Boris Johnson is no stranger to Brussels. 

Not only did his father work for European institutions, but Johnson himself covered stories coming out of the European Commission when he worked for the Daily Telegraph between 1989 and 1994.

He is now leader of the Conservative Party and about to become Britain’s new Prime Minister, but his love of politics begun decades ago and many think his controversial Brussels-bashing stories contributed to the shape of British politics today.

French journalist Quentin Dickinson from Radio France International, remembers what Johnson was like to work with.

“In this profession, one must be serious. Of course you can have a sense of humour, irony is not forbidden. But you simply need absolute respect for facts.

“We know the expression for our profession is “facts are sacred, commentary is free”. There was a lot of commentary, usually based on very few facts. And this has not changed with him entering politics.”

Former chief spokesperson of the European Commission, Bruno Dethomas, recalls how he dealt with questions from Johnson.

“I remember Boris Johnson arriving with his white-blonde unruly mop of hair, with his cheekiness, with his intelligence, his charm, his humour and his taste for manipulation.”

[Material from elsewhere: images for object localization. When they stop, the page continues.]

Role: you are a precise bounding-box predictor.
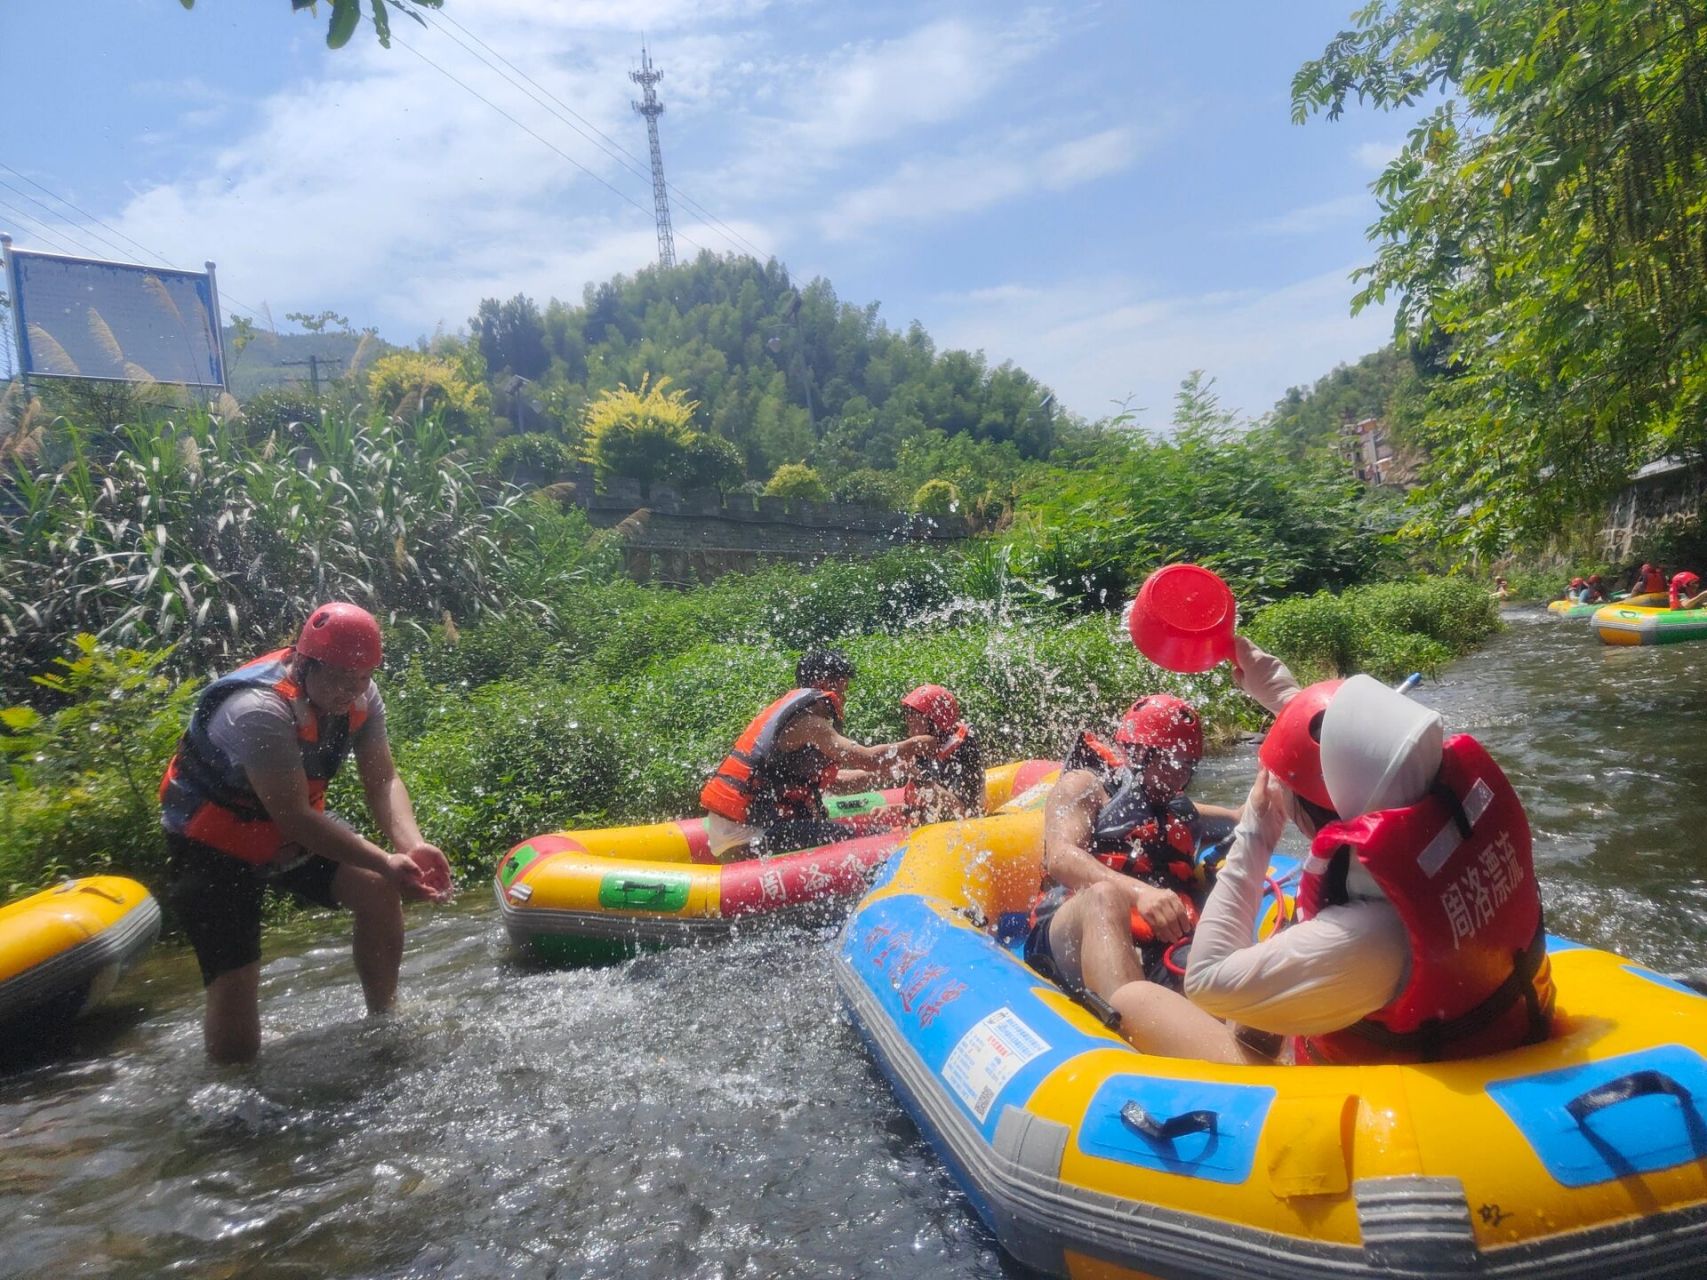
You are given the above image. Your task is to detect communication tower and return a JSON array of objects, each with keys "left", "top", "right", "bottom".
[{"left": 630, "top": 44, "right": 677, "bottom": 269}]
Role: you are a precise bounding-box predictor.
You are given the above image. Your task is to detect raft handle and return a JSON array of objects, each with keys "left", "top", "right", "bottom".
[
  {"left": 1120, "top": 1100, "right": 1218, "bottom": 1143},
  {"left": 1566, "top": 1069, "right": 1694, "bottom": 1126}
]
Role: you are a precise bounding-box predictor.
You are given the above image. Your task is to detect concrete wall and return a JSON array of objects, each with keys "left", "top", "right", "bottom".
[
  {"left": 554, "top": 466, "right": 969, "bottom": 585},
  {"left": 1601, "top": 458, "right": 1707, "bottom": 559}
]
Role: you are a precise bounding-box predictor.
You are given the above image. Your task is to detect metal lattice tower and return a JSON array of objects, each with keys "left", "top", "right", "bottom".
[{"left": 630, "top": 44, "right": 677, "bottom": 269}]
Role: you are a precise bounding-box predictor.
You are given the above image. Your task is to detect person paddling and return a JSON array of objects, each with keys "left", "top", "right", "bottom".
[
  {"left": 898, "top": 684, "right": 984, "bottom": 821},
  {"left": 700, "top": 650, "right": 933, "bottom": 859},
  {"left": 1671, "top": 571, "right": 1706, "bottom": 610},
  {"left": 159, "top": 603, "right": 453, "bottom": 1065}
]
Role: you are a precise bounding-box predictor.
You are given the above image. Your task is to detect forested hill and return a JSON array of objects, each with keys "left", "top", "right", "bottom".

Just in front of the European Commission there is a pub called the Old Hack pub. Denis Newson, a former journalist and founder of the pub, said this was where British journalists would meet. Newson says he remembers how the most serious newspapers were sometimes obliged to react to Boris’ stories.

“My impression is that he was a tabloid journalist working for a serious newspaper. He clashed quite often with more serious people from The Guardian.

“He had different questions, and there was a little bit of rivalry. But I do not remember Boris being particularly anti-Europe in those days.”

Maybe he was not anti-European at the time, but he was good at showing how the EU was becoming a threat to British sovereignty. This perhaps sowed the seeds for what came after.